Dr. Al Power says the EML team should
be proud of the difference they are making
in the lives of the people they serve.
He doesn’t blame any hospital or practitioner for the way they approached Michael, Emery, Tomas or Catherine’s husband John – he just notes that a hospital is the last place such people should be housed because they are designed for acute illness and recovery.
Though the residents who have come to
Erin Mills Lodge were deemed to be a
risk elsewhere, with the right engagement
and understanding, they are living just as
any other person might in a typical
long-term care environment.
“What people need after six months in the hospital is emotional rehab,” says Dr. Power. “People have been traumatized and they need a place that’s calm where they can just get back to life again, because being in a hospital is great for acute illness but it’s no place to live.”
Andrea Oattes is a Behavioural Supports Ontario case manager serving Halton and Mississauga. She has helped transition several people from hospital through to Erin Mills Lodge and, in some cases, on to a permanent home in other long-term care settings.
“The beautiful thing that we’ve observed is that these people are in the perfect environment and it’s kind of neat to be able to see what’s possible, because you lose sight of that,” Andrea says. “We’re so clinically-focused in managing the ‘behaviours’ that you lose track of what you can do if you step back.

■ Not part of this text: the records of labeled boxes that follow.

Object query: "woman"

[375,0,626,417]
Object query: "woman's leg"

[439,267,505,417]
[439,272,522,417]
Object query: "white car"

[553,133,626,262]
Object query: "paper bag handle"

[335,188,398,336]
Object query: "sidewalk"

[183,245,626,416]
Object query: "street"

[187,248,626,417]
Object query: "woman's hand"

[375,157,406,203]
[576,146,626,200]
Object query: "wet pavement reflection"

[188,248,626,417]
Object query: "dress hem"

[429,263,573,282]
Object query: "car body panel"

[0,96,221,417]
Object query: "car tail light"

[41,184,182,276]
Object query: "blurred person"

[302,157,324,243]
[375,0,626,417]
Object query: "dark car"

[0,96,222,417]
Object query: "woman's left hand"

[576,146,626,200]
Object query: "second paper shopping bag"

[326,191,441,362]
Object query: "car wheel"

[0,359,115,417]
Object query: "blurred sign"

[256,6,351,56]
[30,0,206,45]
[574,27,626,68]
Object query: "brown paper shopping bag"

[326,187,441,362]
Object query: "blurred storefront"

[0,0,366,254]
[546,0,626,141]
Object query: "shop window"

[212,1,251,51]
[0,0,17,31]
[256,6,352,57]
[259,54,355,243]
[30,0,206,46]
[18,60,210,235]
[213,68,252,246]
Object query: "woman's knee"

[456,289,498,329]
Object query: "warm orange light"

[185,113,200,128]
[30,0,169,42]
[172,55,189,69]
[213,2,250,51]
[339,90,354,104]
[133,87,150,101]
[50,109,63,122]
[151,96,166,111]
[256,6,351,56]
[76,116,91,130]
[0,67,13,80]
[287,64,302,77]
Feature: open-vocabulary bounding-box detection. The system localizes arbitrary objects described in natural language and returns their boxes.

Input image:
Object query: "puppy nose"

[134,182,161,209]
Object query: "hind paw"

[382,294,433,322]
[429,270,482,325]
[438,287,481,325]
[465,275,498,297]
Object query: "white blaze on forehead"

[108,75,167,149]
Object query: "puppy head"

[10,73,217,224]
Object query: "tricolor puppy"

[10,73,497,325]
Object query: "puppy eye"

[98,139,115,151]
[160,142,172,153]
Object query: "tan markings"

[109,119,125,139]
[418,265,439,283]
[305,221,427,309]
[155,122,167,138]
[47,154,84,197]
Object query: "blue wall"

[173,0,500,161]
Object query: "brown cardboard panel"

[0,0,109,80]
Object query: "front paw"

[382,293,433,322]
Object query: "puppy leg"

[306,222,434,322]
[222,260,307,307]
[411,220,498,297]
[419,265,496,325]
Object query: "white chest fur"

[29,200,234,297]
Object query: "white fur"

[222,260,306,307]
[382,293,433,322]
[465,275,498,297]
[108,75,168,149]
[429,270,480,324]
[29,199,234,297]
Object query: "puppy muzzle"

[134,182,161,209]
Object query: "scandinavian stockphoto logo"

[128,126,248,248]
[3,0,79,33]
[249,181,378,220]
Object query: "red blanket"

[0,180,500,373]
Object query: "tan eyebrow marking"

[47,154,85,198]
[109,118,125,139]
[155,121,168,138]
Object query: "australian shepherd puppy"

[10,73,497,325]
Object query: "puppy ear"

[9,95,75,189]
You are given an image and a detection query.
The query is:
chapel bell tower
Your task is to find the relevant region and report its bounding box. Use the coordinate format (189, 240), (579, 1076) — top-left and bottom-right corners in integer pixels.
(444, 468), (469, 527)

“In the hospital,” she adds, “somebody who has dementia and has functional ability . . . is seen as a problem because they are ‘wandering,’ and they’re ‘exit-seeking’ and we label them as such, so we’ve used medications or restraints to make that not happen. When they come here, we see (functional abilities) as positives.

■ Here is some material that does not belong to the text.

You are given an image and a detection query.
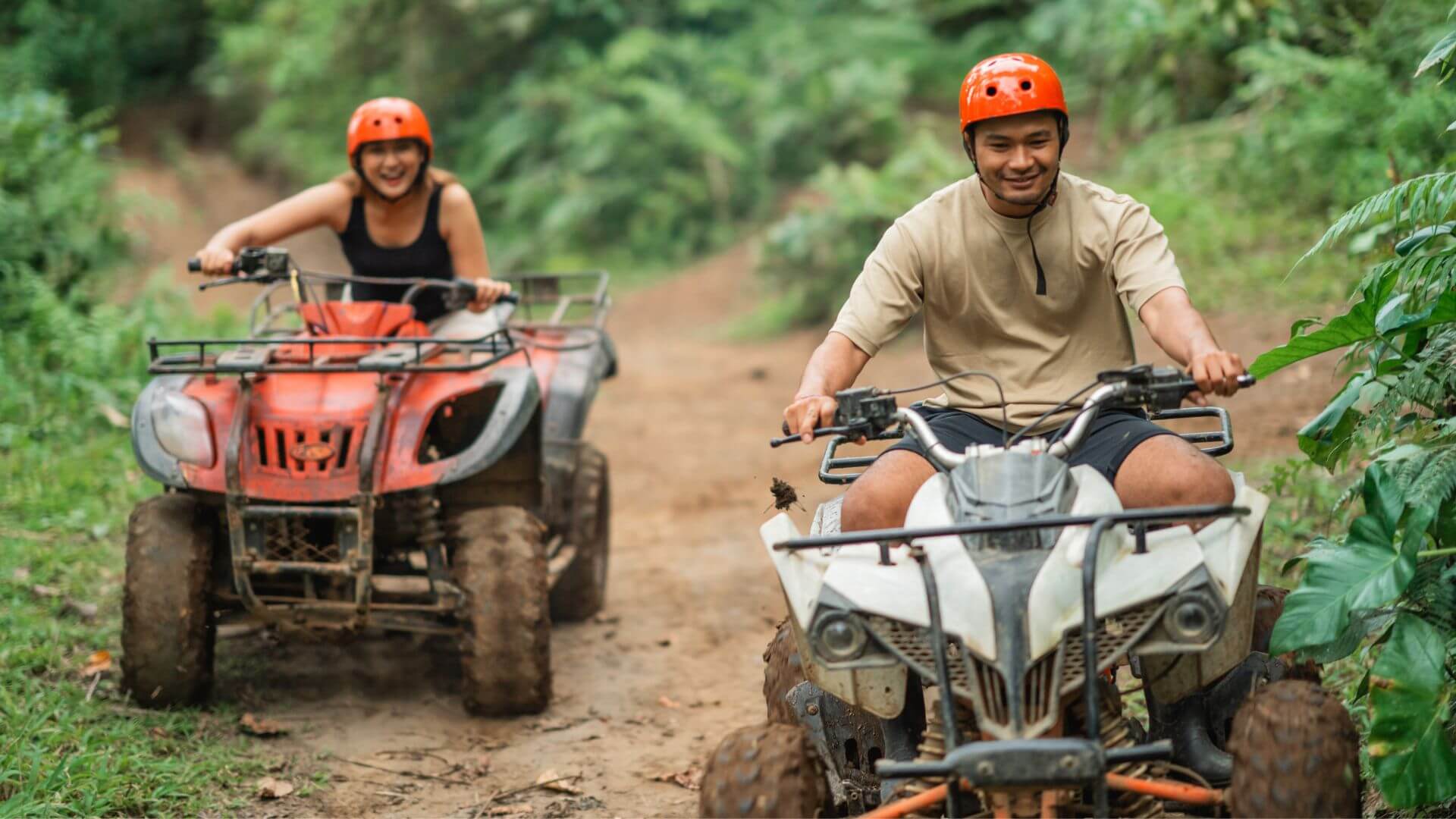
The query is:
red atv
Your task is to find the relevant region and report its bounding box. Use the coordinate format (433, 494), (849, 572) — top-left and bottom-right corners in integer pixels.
(122, 248), (616, 714)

“The stigma we all have the belief we have is that when you have dementia, you will just lose your abilities, and that gets mixed up in the hospital,” Andrea says.

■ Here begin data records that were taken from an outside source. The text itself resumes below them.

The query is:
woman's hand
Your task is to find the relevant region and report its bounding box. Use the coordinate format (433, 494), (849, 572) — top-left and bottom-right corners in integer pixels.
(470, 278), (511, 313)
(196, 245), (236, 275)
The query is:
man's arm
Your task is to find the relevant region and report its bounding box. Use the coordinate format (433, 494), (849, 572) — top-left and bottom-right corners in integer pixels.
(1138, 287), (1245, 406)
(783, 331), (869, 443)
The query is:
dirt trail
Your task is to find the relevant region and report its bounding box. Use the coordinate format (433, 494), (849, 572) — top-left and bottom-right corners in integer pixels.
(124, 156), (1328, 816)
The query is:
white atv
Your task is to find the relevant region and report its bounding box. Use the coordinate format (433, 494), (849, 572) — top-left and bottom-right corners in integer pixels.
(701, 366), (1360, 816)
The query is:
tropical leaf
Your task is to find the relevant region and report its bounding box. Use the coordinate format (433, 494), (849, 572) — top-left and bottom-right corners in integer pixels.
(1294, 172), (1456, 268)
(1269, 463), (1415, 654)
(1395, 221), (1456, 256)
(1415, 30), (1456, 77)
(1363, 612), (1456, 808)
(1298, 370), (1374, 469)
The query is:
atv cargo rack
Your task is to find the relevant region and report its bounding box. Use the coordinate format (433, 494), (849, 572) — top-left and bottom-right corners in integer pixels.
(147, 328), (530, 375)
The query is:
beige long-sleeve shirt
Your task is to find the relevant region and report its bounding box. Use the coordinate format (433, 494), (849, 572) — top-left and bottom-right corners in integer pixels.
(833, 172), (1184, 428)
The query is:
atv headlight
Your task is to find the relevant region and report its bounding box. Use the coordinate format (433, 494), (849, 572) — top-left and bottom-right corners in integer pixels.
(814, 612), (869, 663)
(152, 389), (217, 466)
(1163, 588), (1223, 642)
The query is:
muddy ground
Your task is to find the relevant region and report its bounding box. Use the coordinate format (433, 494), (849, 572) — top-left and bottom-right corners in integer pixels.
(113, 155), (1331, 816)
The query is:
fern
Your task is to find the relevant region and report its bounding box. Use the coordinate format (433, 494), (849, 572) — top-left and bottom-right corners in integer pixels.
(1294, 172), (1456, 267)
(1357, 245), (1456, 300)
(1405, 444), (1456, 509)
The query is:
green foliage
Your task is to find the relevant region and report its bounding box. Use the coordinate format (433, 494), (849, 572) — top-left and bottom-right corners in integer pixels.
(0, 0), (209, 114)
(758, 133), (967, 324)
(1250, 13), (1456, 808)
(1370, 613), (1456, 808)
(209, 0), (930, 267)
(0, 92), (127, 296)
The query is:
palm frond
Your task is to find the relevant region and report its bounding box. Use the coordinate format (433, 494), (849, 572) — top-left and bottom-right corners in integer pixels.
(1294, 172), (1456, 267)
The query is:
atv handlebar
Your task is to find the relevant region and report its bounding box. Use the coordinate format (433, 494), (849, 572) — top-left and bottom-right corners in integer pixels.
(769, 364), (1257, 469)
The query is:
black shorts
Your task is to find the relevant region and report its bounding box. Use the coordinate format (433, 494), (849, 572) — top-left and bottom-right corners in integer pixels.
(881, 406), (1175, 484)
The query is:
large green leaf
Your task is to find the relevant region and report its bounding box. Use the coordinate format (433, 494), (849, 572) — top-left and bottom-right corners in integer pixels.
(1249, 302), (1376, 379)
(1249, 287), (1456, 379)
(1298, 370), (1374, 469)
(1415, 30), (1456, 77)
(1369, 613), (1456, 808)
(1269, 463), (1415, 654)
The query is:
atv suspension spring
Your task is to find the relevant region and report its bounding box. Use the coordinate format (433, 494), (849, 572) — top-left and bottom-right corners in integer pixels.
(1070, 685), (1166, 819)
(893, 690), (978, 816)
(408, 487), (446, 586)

As a geriatrician working closely with geriatric psychiatrists in both LTC and hospital settings, Dr. Ahmad von Schlegell, Chief Medical Officer with Schlegel Villages, says the Erin Mills Lodge approach will be critical for the entire health system in addressing the rising prevalence of complex dementia in an aging population.
“I just feel lucky that I’m working with all of you because it’s the relationships that you guys all have with each other and with our residents that has made this all possible,” Dr. von Schlegell tells the team gathered in the lounge. “It’s the relationships that we have – the love that we have for the residents – that has made the biggest difference.”
The final guest to speak from her experience is Catherine, who felt such relief when her husband John was taken to hospital because she truly feared his expressions could turn more dangerous. The hospital team did their best and he had an excellent PSW there, but she says he was never encouraged to do anything for himself, and his abilities swiftly declined.
At Erin Mills Lodge, the PSWs are the ones who know John best, Catherine says, and she gets her information from them. She’d like to see stronger communication from the clinical team, but this is something the team can easily improve upon.
Dementia is a complex, progressive illness and the four loved ones who share their valuable insights and experience shed light on what is possible when the person is seen first instead of their diagnosis.
As a pilot project in partnership with several hospitals, BSO, Ontario Health and the Ministry of Long-Term Care, the Enhanced Supportive Neighbourhood at Erin Mills Lodge is showing remarkable promise. It’s a place where the team feels hope for those they serve, and they do so with love, which translates into enhanced life quality for everyone connected to it.